Теперь он сидел, положив руки на колени. И вдруг ощутил, не разумом, а спиной и плечами, что он опять в клетке.
Люди в костюмах смотрели и не возражали, но и не говорили ни слова. Когда он закончил, двое переглянулись и вышли, а один, тот самый, что разговаривал с ним на остановке, опустился на циновку и достал из кармана блокнот и химический карандаш.
Имя? спросил он.
Вы должны были знать моё имя, оно в ориентировке прописывается, напомнил Кимитакэ. Но если вам это важно, я могу показать, как оно пишется.
Здесь я задаю вопросы, напомнил человек. Но теперь, видимо, сбившись с мысли, спросил другое: Лет тебе сколько?
Шестнадцать.
Самый лучший возраст
Воцарилась тишина, и в этой тишине скрипел химический карандаш.
Почему вы так говорите? спросил Кимитакэ. Он не был уверен, что получит ответ, но молчание было настолько тяжёлым, что он просто обязан был его нарушить.
В этом возрасте я последний раз был счастлив, послышалось в ответ.
Видимо, моё счастье пропало ещё раньше, заметил Кимитакэ. Не могу припомнить даже последнего дня, когда я был хотя бы собой доволен. У меня всё внутри натянуто, как тетива. И каждый день по ним что-то да врежет.

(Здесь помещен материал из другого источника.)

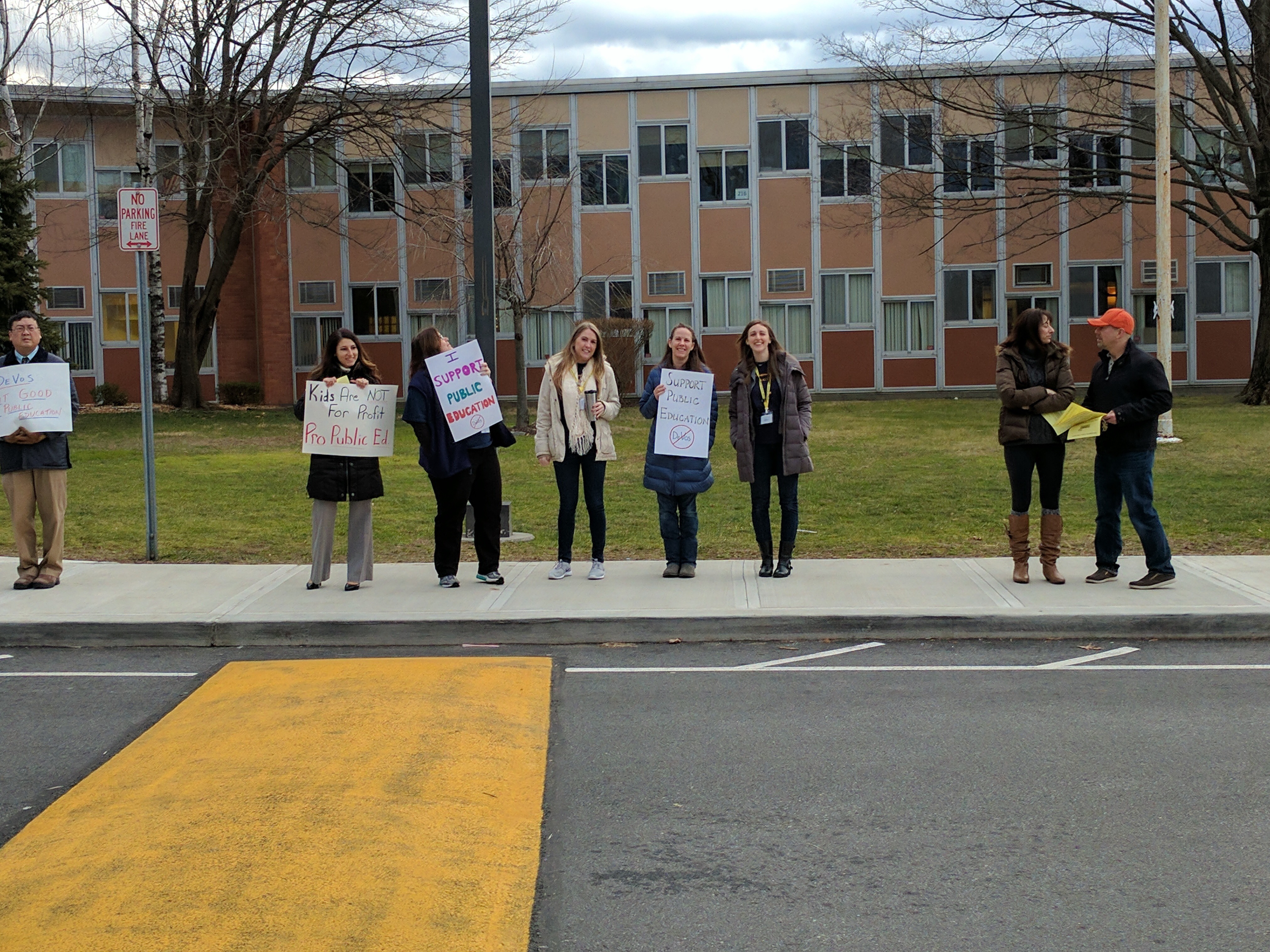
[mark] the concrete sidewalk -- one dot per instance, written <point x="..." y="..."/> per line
<point x="130" y="605"/>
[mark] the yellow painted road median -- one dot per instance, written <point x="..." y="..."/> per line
<point x="367" y="804"/>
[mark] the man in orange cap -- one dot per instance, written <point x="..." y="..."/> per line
<point x="1129" y="388"/>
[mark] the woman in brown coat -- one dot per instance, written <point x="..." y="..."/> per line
<point x="770" y="413"/>
<point x="1034" y="378"/>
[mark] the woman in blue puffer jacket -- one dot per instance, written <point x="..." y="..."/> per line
<point x="677" y="479"/>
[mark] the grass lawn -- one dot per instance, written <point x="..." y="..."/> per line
<point x="897" y="478"/>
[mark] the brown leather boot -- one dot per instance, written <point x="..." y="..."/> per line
<point x="1051" y="535"/>
<point x="1018" y="534"/>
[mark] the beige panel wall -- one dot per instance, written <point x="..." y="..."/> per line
<point x="604" y="121"/>
<point x="723" y="117"/>
<point x="662" y="104"/>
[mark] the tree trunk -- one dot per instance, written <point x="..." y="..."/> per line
<point x="1257" y="393"/>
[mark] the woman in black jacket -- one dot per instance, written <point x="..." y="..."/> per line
<point x="333" y="479"/>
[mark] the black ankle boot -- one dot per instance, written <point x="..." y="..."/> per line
<point x="785" y="564"/>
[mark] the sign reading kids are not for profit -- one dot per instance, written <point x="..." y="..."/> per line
<point x="467" y="395"/>
<point x="684" y="414"/>
<point x="350" y="420"/>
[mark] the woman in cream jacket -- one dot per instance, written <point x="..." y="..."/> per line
<point x="577" y="400"/>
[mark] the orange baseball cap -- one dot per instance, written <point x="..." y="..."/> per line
<point x="1114" y="318"/>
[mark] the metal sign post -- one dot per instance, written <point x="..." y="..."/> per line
<point x="139" y="231"/>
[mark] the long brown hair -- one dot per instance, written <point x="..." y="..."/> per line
<point x="696" y="358"/>
<point x="747" y="356"/>
<point x="1025" y="336"/>
<point x="566" y="357"/>
<point x="331" y="365"/>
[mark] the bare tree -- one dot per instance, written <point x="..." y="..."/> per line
<point x="944" y="51"/>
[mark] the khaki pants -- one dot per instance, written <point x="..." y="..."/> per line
<point x="45" y="490"/>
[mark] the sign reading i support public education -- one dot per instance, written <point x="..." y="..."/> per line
<point x="139" y="219"/>
<point x="467" y="395"/>
<point x="36" y="397"/>
<point x="684" y="414"/>
<point x="350" y="420"/>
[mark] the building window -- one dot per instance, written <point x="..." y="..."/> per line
<point x="375" y="310"/>
<point x="65" y="299"/>
<point x="846" y="171"/>
<point x="606" y="179"/>
<point x="792" y="324"/>
<point x="664" y="150"/>
<point x="724" y="176"/>
<point x="784" y="145"/>
<point x="665" y="283"/>
<point x="502" y="183"/>
<point x="909" y="327"/>
<point x="109" y="184"/>
<point x="312" y="166"/>
<point x="664" y="319"/>
<point x="906" y="141"/>
<point x="1091" y="290"/>
<point x="1032" y="135"/>
<point x="1222" y="290"/>
<point x="60" y="168"/>
<point x="371" y="187"/>
<point x="846" y="300"/>
<point x="544" y="154"/>
<point x="1094" y="162"/>
<point x="309" y="334"/>
<point x="971" y="295"/>
<point x="969" y="166"/>
<point x="1034" y="276"/>
<point x="606" y="299"/>
<point x="726" y="303"/>
<point x="427" y="159"/>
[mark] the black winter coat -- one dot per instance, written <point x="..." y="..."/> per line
<point x="337" y="479"/>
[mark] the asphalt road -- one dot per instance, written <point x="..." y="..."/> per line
<point x="830" y="810"/>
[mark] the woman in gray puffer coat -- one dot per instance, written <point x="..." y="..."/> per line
<point x="1034" y="378"/>
<point x="677" y="479"/>
<point x="770" y="413"/>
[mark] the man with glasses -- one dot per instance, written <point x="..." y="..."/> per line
<point x="34" y="471"/>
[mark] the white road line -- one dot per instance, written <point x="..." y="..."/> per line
<point x="98" y="674"/>
<point x="808" y="658"/>
<point x="1085" y="659"/>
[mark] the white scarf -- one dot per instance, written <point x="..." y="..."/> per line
<point x="578" y="428"/>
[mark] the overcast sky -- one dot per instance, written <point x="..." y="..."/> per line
<point x="671" y="37"/>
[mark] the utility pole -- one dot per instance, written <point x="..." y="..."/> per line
<point x="484" y="300"/>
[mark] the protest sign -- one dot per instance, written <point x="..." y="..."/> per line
<point x="684" y="414"/>
<point x="350" y="420"/>
<point x="467" y="397"/>
<point x="36" y="397"/>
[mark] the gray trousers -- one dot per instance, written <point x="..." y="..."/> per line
<point x="361" y="551"/>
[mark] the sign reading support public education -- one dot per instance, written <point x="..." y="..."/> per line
<point x="467" y="395"/>
<point x="684" y="414"/>
<point x="36" y="397"/>
<point x="350" y="420"/>
<point x="139" y="219"/>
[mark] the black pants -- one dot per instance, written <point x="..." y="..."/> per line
<point x="483" y="487"/>
<point x="594" y="492"/>
<point x="768" y="464"/>
<point x="1047" y="459"/>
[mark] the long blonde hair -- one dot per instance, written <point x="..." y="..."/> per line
<point x="567" y="356"/>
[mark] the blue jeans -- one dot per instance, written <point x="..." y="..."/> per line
<point x="679" y="518"/>
<point x="1128" y="477"/>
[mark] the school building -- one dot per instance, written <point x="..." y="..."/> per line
<point x="705" y="200"/>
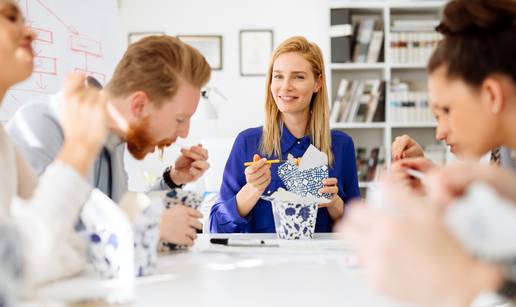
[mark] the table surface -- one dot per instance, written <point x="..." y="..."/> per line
<point x="317" y="272"/>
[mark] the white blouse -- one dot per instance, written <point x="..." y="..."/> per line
<point x="44" y="214"/>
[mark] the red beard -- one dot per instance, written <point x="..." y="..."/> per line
<point x="139" y="140"/>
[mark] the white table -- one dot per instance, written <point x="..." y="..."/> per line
<point x="214" y="275"/>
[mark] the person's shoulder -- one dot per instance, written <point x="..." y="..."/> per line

У тебя ещё чувства чистые. Разочарований пока ещё мало. Вот увидишь дальше в жизни лупить тебя будут по-прежнему. Но ты уже привыкнешь. Как там наш классик литературы Акутагава писал? Ко всему человек привыкает.
Это Достоевский.
Что?
Это у Достоевского было, в «Преступлении и наказании». Там такое говорил Мармеладов, отец Сонечки.
Ну вот видишь, как велик наш Акутагава! Его и Достоевские читают у себя в «Преступлении Мармеладов».
А почему вы считаете, что только в этом возрасте были счастливы? Кимитакэ решил, что обсуждать литературу с таким неучем слишком опасно.
Вообще сейчас такое время опасно обсуждать даже французскую литературу. Вот Кимитакэ буквально на днях обсуждал с младшим братом Мопассана, потом поговорил с Банкиром про другого автора, новомодного, и с тех пор школьник попадает из одной передряги в другую, а этот новомодный автор ему каким-то образом открытки шлёт
Ну вот снилось мне недавно человек вздохнул. Будто я опять подросток и лежу в больнице. А больнице здесь же, рядом, втиснутая в переулок возле городской управы, и там почему-то цветы вокруг в клумбочках. Там во сне всё не так, как здесь, и сразу другие сны вспоминаешь про какую-то канцелярию, которая размещена в чайном домике. А стоит этот домик во дворике за универмагом. Хотя ты, наверное, не знаешь ещё, где здесь универмаги.